Staff photo by Olivia Ross / Dakota Hodges, admissions counselor, speaks to students at Bradley Central High School about the University of Tennessee on Wednesday.


Top seniors at public and private high schools in Tennessee will be guaranteed a spot at any University of Tennessee System campus they apply to under a new policy approved by the UT board of trustees Friday.

Under the policy, which goes into effect for students applying to start school in fall 2024, applicants will need to meet admissions deadlines and one of three criteria:

— Finish in the top 10% of their graduating class.

— Achieve a 4.0 or higher GPA.

— Achieve a 3.2 or higher GPA and a composite ACT score of 23 or higher or an SAT score of 1130-1150 or higher (although this criteria is not valid at the main campus in Knoxville).

These criteria are assessed based on a student's transcript at the end of their junior year.

UT President Randy Boyd said in a video call with the Chattanooga Times Free Press ahead of the board's vote he hoped the policy would bust the myth that it's too hard to get accepted to a UT campus.

"We're excited about this. We think it's going to result in increases in Tennesseans coming to our campuses," Boyd said. "We also think it's going to help us better reflect the diversity within our state."

He also said the criteria will give students a target to work toward, he said.

(READ MORE: University of Tennessee encourages students to apply for expanded free-tuition program)

  photo  Staff photo by Olivia Ross / Bradley Central High Schools band performs at a pep rally Wednesday with visiting dignitaries from the University of Tennessee.
 
 

In 1997, a similar law in Texas guaranteed students who graduated in the top 10% of their high school class automatic admission to the state university of their choice. The law was later amended to increase the threshold for automatic admission for the University of Texas at Austin in order to ensure 25% of students were admitted through a holistic review process.

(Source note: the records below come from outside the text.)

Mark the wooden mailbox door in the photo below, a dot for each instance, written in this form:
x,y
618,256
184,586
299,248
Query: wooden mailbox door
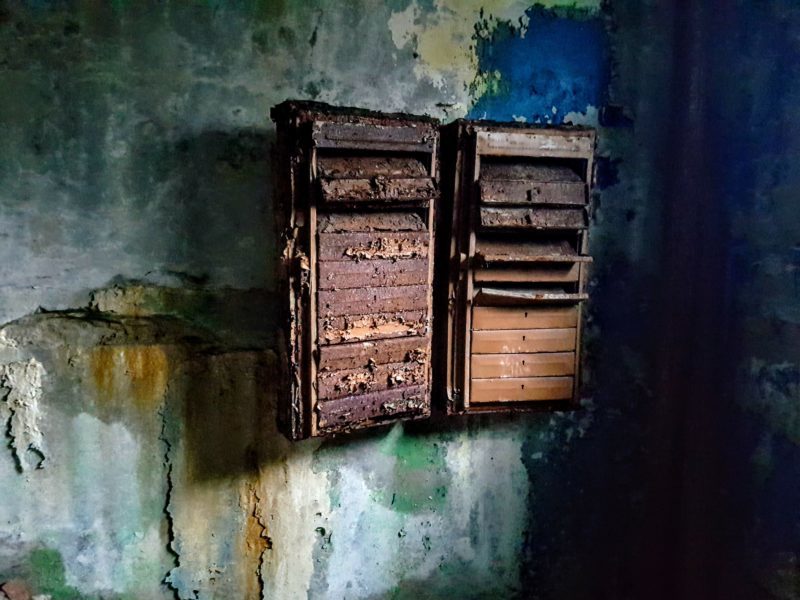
x,y
358,193
516,265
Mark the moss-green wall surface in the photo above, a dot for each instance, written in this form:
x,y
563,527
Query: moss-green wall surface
x,y
137,365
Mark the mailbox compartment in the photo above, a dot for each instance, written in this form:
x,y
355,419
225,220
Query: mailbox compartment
x,y
513,255
359,192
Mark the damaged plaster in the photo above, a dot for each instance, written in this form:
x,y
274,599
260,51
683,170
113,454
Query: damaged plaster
x,y
21,411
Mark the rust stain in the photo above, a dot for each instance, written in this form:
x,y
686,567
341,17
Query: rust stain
x,y
139,372
254,543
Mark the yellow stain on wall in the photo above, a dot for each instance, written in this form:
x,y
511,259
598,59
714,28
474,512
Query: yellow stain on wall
x,y
254,542
138,372
444,37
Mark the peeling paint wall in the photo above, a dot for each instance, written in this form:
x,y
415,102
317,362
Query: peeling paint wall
x,y
136,297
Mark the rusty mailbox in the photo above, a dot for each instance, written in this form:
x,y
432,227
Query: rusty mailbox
x,y
355,206
513,276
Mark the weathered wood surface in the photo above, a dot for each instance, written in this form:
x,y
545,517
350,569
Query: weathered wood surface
x,y
536,170
364,354
533,218
375,378
372,273
543,364
372,300
497,317
353,412
378,188
521,389
362,167
521,297
351,328
527,251
517,192
362,246
391,136
552,274
547,143
369,222
512,341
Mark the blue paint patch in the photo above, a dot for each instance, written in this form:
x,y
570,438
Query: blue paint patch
x,y
560,62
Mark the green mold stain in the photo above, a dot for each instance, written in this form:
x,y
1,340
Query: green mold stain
x,y
419,479
44,573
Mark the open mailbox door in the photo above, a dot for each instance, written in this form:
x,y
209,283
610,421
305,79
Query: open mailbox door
x,y
516,264
355,206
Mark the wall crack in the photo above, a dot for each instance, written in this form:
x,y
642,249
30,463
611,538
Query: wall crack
x,y
21,391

Boyd hopes the UT system program will increase the number of students who achieve a score of 30 or higher on the ACT who attend a university in Tennessee, as well as the number of applications from students at rural and socioeconomically disadvantaged schools, he said.

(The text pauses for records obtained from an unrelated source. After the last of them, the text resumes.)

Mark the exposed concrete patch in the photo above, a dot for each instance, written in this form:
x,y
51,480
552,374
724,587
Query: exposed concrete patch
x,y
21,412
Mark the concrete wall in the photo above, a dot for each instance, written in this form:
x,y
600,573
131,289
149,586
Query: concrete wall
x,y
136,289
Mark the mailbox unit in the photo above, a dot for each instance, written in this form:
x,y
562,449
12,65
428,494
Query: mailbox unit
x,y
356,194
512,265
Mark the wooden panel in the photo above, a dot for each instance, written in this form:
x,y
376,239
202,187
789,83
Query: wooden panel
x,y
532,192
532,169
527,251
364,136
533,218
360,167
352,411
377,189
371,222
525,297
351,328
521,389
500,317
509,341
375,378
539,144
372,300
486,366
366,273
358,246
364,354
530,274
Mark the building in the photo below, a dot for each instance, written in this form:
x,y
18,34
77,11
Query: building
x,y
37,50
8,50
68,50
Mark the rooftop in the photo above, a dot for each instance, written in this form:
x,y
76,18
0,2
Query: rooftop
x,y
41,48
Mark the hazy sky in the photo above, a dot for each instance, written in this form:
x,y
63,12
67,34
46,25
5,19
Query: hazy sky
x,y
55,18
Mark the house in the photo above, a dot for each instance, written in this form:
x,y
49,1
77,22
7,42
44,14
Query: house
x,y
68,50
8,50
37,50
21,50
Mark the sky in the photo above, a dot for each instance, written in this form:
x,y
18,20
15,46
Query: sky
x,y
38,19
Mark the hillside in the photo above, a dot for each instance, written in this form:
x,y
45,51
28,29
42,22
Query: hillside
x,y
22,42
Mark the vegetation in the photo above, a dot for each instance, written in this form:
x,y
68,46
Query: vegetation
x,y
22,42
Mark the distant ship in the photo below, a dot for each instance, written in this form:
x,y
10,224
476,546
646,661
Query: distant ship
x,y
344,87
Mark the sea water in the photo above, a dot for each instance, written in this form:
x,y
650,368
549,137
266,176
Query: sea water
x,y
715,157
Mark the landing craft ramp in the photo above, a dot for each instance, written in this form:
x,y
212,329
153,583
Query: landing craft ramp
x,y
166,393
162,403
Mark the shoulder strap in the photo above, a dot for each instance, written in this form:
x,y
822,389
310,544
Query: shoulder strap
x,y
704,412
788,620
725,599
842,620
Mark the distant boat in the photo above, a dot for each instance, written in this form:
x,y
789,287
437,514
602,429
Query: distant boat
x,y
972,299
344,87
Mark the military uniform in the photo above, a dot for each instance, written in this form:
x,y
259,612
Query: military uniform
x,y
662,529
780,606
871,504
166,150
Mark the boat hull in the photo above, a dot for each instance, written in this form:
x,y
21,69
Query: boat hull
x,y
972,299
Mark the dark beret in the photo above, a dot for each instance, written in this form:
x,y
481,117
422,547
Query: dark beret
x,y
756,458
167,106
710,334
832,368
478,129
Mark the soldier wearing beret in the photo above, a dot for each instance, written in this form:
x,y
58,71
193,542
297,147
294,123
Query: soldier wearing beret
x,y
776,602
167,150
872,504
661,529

He cited a 2018 study about Texas' guaranteed admissions program, which found that top 10% eligibility was associated with a 16-percentage-point increase in the probability of applying to a flagship campus for high-income, highly qualified students and a 22-percentage-point increase for similar low-income students.

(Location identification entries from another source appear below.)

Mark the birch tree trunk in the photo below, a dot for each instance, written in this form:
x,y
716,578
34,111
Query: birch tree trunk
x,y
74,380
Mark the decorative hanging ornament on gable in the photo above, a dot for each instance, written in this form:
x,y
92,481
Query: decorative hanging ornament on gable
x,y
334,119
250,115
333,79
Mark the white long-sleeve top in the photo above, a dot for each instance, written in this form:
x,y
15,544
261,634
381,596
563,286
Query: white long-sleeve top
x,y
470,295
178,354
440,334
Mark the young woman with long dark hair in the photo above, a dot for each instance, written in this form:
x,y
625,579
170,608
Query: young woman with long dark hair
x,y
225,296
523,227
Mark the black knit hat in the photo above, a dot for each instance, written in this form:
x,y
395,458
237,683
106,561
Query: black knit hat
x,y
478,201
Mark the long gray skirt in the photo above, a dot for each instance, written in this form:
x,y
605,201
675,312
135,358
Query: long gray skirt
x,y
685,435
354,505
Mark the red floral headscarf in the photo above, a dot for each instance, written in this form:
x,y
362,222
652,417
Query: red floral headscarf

"We want a higher percentage of those, and we're thinking if we can let them know earlier, it'll give us an advantage," Boyd said.

(READ MORE: UTC welcomes thousands of students for the first day of classes)

Other research suggests the Texas law has done little to increase diversity at the state's flagship universities — the University of Texas at Austin and Texas A&M.

A 2020 study found that most high schools that did not regularly send students to the two universities before the law's implementation continued to not send students. Meanwhile, students from high-achieving high schools continued to comprise more than 90% of the students from Texas public high schools on the two campuses. The researchers also said the plan did not recover the racial diversity lost by Texas' ban of affirmative action.

The new policy guarantees admittance to a University of Tennessee System campus but not to a particular college, school, department, major or program. Additionally, all applicants will still need to submit their ACT or SAT score, and Knoxville campus applicants are required to have a minimum score of 19 on the math and English sections of the ACT.